2.3. Diligências investigatórias

Neste ponto iremos atentar, de entre as condutas típicas do artigo 227.º, n.º 1, do C.P., aquelas mais comuns, e os actos em que se materializam e, paralelamente as concretas diligências e questões práticas que se suscitam em torno delas.

Mas previamente iremos fazer uma referência às diligências de prova essenciais, comuns a todos os comportamentos típicos que irão ser abordados.

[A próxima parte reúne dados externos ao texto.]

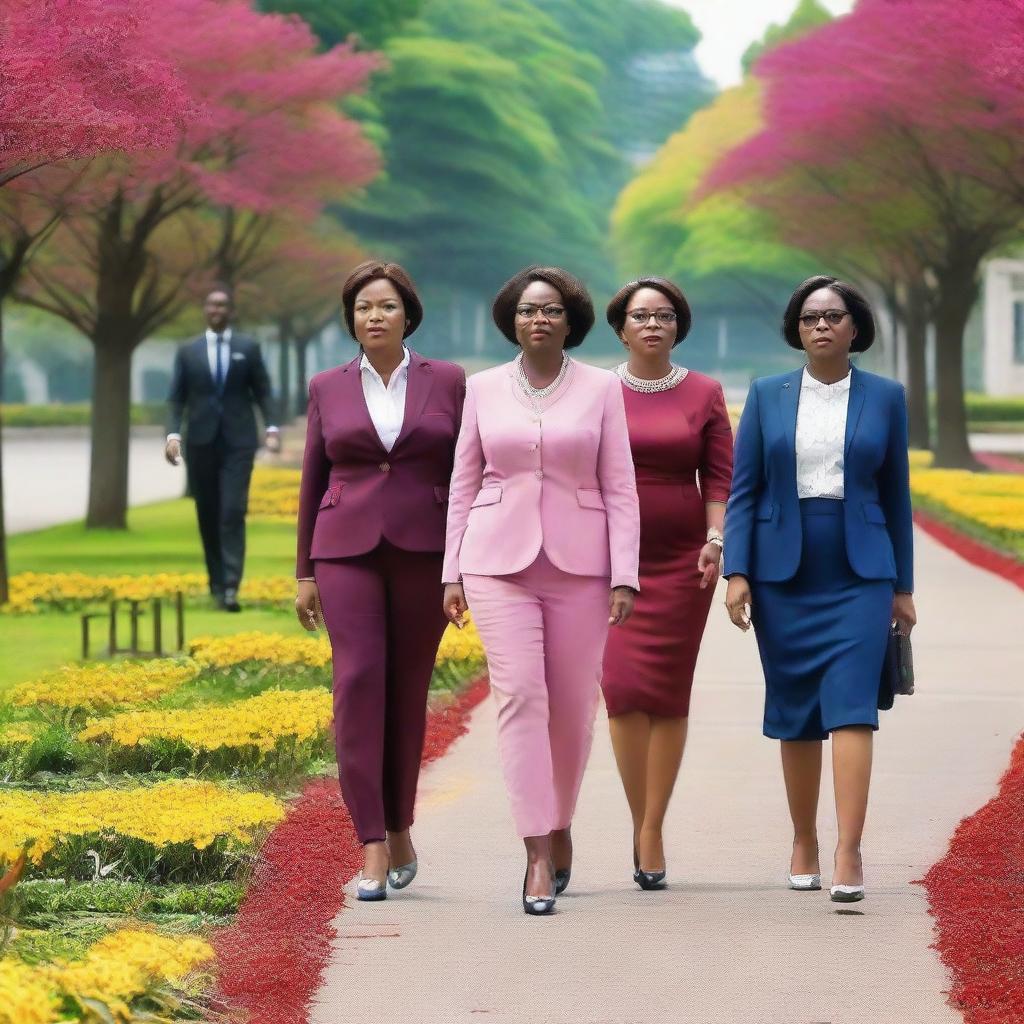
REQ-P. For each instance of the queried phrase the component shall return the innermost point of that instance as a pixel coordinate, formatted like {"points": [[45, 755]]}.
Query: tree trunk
{"points": [[955, 299], [301, 381], [284, 369], [915, 335], [4, 593], [111, 435]]}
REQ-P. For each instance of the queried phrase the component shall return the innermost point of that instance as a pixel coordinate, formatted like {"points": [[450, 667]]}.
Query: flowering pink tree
{"points": [[903, 123], [72, 84], [268, 138]]}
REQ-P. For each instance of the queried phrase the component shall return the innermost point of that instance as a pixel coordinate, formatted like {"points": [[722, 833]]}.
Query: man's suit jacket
{"points": [[562, 480], [763, 534], [354, 493], [195, 399]]}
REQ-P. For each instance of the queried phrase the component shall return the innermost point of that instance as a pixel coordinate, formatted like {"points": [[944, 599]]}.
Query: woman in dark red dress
{"points": [[682, 450]]}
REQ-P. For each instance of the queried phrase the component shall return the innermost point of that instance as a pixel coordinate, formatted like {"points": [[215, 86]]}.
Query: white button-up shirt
{"points": [[386, 404], [821, 437]]}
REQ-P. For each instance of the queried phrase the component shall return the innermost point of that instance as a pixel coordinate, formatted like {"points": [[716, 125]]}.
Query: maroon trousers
{"points": [[383, 613]]}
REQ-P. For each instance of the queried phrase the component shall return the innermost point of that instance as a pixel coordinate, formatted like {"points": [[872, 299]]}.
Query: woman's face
{"points": [[379, 316], [826, 329], [541, 318], [650, 324]]}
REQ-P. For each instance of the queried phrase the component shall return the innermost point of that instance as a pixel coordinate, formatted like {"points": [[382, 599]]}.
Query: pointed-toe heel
{"points": [[805, 883], [648, 881], [370, 890], [398, 878], [536, 905], [846, 894]]}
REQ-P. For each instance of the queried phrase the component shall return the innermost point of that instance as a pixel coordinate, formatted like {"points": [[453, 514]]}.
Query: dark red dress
{"points": [[678, 437]]}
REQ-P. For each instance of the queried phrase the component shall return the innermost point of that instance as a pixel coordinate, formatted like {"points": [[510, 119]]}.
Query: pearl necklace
{"points": [[536, 393], [667, 383]]}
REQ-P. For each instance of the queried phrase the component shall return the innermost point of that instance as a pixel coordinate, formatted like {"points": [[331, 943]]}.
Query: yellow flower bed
{"points": [[258, 722], [273, 494], [117, 969], [992, 500], [188, 811], [97, 686], [221, 652], [32, 591]]}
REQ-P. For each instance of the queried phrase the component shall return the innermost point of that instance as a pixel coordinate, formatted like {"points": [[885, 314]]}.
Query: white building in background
{"points": [[1004, 318]]}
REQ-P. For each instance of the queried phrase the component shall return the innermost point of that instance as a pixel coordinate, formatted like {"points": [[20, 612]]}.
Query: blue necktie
{"points": [[220, 365]]}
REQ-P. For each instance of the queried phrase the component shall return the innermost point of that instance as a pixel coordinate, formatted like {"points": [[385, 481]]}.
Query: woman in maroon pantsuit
{"points": [[680, 434], [373, 503]]}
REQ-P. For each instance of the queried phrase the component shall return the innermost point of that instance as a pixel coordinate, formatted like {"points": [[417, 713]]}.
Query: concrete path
{"points": [[46, 474], [727, 942]]}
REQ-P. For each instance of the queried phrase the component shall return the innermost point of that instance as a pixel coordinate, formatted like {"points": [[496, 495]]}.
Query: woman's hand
{"points": [[904, 612], [621, 604], [708, 564], [455, 604], [307, 605], [737, 600]]}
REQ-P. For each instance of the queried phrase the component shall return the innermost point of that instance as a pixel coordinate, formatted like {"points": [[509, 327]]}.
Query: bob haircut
{"points": [[579, 306], [374, 269], [859, 307], [616, 307]]}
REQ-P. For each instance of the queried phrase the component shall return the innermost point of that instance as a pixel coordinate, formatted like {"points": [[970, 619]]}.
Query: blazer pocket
{"points": [[331, 496], [873, 513], [487, 496]]}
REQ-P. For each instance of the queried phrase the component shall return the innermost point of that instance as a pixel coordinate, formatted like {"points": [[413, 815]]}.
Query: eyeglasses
{"points": [[641, 316], [526, 311], [833, 317]]}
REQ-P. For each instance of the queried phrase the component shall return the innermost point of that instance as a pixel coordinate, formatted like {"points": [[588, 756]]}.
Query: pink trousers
{"points": [[544, 633]]}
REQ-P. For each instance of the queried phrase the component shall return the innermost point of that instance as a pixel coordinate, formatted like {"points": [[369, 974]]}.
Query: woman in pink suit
{"points": [[682, 450], [543, 539], [380, 442]]}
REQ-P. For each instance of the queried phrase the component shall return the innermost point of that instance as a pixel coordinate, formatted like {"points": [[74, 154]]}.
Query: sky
{"points": [[728, 27]]}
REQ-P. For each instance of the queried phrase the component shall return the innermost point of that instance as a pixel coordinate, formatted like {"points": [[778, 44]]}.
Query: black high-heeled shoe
{"points": [[536, 905], [647, 881]]}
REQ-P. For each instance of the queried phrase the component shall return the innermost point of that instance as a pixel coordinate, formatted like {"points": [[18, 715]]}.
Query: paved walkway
{"points": [[727, 942]]}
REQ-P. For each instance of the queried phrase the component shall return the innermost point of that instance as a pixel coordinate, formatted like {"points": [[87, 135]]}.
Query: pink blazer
{"points": [[562, 480], [353, 491]]}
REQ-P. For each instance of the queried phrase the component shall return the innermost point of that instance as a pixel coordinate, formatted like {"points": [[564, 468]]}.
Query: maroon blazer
{"points": [[354, 493]]}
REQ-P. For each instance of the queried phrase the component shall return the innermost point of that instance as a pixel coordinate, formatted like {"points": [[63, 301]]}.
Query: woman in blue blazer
{"points": [[819, 557]]}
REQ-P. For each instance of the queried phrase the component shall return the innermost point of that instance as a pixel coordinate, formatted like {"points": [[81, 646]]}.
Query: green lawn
{"points": [[161, 538]]}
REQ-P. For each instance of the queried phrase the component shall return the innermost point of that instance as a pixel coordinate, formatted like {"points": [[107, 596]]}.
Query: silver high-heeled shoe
{"points": [[846, 894], [805, 883], [370, 890], [398, 878]]}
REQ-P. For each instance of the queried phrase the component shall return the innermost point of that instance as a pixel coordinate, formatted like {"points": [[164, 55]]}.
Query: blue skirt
{"points": [[821, 635]]}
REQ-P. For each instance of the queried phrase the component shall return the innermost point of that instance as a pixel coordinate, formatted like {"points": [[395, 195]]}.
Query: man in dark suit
{"points": [[217, 380]]}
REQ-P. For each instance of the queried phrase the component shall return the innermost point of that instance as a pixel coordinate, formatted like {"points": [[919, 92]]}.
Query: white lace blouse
{"points": [[821, 437]]}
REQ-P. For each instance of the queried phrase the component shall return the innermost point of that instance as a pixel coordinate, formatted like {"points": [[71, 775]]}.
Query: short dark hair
{"points": [[375, 269], [616, 307], [859, 307], [579, 306]]}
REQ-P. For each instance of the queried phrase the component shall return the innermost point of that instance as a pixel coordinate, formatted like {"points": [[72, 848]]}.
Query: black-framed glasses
{"points": [[641, 316], [833, 317], [528, 311]]}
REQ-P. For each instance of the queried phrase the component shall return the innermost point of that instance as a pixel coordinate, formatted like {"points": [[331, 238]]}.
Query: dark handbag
{"points": [[897, 669]]}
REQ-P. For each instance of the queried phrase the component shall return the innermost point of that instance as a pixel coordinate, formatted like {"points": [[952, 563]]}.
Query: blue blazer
{"points": [[763, 534]]}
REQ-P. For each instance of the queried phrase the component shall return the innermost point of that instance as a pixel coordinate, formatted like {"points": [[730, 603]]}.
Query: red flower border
{"points": [[271, 956]]}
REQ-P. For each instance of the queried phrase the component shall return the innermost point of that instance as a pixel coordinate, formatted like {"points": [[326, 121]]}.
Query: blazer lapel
{"points": [[421, 380], [854, 409]]}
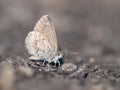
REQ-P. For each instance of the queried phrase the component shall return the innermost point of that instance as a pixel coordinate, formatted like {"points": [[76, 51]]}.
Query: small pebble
{"points": [[68, 68]]}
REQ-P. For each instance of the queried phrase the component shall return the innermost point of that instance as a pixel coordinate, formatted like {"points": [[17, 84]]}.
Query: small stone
{"points": [[68, 68]]}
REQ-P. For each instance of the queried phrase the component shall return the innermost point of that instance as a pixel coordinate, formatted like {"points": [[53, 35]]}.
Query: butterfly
{"points": [[42, 44]]}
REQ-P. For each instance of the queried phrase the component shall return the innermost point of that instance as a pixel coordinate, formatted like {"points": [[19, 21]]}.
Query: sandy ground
{"points": [[88, 27]]}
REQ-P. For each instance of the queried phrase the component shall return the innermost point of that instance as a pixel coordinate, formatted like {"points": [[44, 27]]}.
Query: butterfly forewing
{"points": [[42, 41]]}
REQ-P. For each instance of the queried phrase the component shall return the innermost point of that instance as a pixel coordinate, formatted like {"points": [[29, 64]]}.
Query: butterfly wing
{"points": [[41, 43]]}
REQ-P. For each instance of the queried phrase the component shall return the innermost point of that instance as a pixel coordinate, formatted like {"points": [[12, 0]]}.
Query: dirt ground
{"points": [[89, 28]]}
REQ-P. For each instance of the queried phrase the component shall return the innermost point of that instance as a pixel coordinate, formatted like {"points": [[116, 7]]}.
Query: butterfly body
{"points": [[41, 43]]}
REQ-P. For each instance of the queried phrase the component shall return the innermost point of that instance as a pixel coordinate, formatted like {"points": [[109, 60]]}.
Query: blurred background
{"points": [[90, 27]]}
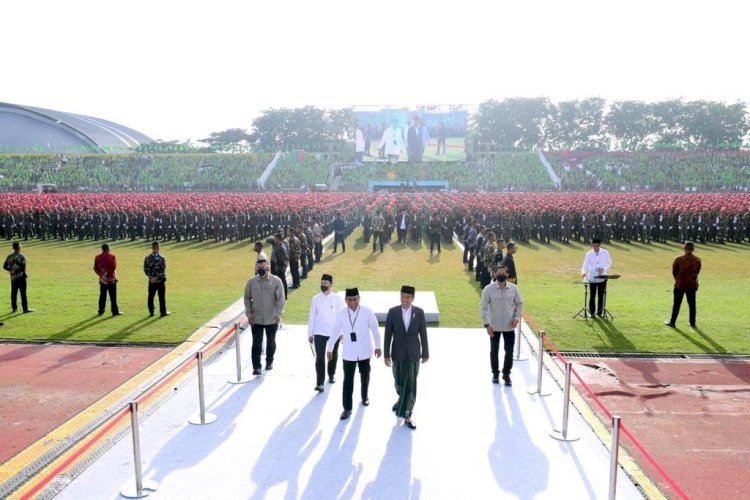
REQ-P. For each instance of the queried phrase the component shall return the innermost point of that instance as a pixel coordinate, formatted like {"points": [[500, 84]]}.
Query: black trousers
{"points": [[257, 331], [485, 278], [434, 239], [338, 238], [320, 358], [509, 340], [282, 276], [110, 288], [153, 289], [377, 236], [18, 285], [294, 270], [678, 294], [318, 251], [364, 378], [597, 292]]}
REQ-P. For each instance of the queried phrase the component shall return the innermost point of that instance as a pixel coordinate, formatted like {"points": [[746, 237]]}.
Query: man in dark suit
{"points": [[405, 345]]}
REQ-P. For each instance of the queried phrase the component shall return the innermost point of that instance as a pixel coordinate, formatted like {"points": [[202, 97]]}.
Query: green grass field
{"points": [[204, 278]]}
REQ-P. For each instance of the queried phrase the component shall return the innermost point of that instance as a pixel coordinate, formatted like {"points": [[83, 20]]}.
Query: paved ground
{"points": [[42, 386], [691, 415], [277, 438]]}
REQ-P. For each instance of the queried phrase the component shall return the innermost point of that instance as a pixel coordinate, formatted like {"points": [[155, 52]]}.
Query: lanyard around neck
{"points": [[350, 317]]}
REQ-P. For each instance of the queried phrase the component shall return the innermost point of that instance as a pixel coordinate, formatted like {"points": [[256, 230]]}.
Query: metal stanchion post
{"points": [[202, 418], [562, 434], [613, 457], [517, 356], [142, 488], [239, 379], [538, 389]]}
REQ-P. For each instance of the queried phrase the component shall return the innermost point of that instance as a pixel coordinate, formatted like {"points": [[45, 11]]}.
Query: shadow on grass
{"points": [[134, 327], [709, 347], [117, 336], [78, 327]]}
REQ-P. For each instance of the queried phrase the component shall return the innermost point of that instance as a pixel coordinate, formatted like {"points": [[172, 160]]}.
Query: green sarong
{"points": [[405, 374]]}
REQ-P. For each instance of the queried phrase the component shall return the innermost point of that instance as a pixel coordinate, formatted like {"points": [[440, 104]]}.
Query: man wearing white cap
{"points": [[357, 326], [264, 304], [323, 309]]}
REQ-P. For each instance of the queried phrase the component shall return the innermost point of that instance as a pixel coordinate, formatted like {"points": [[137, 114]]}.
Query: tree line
{"points": [[510, 124]]}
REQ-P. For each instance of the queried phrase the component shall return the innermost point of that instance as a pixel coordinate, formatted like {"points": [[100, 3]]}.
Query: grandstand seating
{"points": [[133, 172], [516, 171], [702, 171], [299, 170]]}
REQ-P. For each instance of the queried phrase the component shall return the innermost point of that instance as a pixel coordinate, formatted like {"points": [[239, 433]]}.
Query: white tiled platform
{"points": [[380, 302], [277, 438]]}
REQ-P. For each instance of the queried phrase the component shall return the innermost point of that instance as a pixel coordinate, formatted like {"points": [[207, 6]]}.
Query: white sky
{"points": [[182, 69]]}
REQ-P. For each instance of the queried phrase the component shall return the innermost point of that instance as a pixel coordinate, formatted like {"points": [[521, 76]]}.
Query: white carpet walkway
{"points": [[277, 438]]}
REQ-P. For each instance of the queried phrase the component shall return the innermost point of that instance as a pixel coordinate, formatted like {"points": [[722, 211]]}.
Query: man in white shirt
{"points": [[596, 263], [358, 327], [359, 145], [323, 309], [392, 141], [500, 308]]}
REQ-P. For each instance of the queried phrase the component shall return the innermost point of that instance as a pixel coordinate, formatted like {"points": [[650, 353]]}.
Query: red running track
{"points": [[690, 415], [42, 386]]}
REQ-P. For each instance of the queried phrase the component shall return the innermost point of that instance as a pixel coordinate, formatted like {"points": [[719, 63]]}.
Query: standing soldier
{"points": [[488, 260], [339, 233], [317, 230], [279, 260], [310, 245], [510, 264], [295, 251], [155, 267], [378, 226], [15, 264], [436, 226], [685, 270], [304, 247]]}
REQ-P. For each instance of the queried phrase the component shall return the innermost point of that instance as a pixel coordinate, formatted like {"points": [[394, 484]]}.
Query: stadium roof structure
{"points": [[27, 129]]}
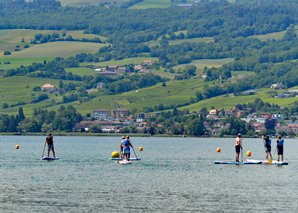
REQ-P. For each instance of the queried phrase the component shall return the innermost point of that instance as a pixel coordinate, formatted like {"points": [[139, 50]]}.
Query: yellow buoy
{"points": [[115, 155]]}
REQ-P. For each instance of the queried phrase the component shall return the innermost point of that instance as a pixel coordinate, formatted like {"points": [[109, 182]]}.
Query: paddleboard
{"points": [[49, 158], [267, 162], [131, 159], [124, 162], [237, 163]]}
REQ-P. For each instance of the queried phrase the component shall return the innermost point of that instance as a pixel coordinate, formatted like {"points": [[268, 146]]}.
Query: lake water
{"points": [[174, 175]]}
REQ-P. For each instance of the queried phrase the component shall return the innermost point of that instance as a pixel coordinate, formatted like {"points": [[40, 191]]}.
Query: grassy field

Quanto à prova testemunhal revela-se essencial a inquirição do administrador de insolvência e do técnico ou revisor oficial de contas, diligência que nos parece deverá preceder as demais, já que as suas explicações técnicas poderão não só ilustrar o funcionamento da empresa, como fornecer pistas para melhor dirigir e delinear a estratégia de investigação. Acresce que o conteúdo dessas inquirições poderá revelar-se de grande utilidade, na medida em que poderá tornar dispensável a realização de perícias contabilísticas numa fase posterior do inquérito. Contudo, no caso particular dos técnicos ou revisores oficiais e contas, importa salientar que o conteúdo das suas declarações terá de ser valorado com as necessárias cautelas caso, em face dos elementos existentes nos autos, não seja possível desde logo excluir o seu eventual comprometimento com os factos a investigar.

Outras inquirições relevantes são as dos trabalhadores da insolvente, em particular os funcionários que trabalham na área financeira e administrativa, que poderão fornecer

informações importantes relativamente a instruções que tenham recebido dos sócios para a prática daquelas condutas típicas do artigo 227.º, n.º 1, do C.P..

Pode também revestir-se de utilidade a inquirição de clientes e fornecedores para se aferir de entradas e de saídas de dinheiro.

No que concerne à prova documental, é desde logo essencial a junção aos autos da certidão do registo comercial da sociedade ou das sociedades envolvidas nos factos a investigar, bem como da sentença (com nota de trânsito em julgado).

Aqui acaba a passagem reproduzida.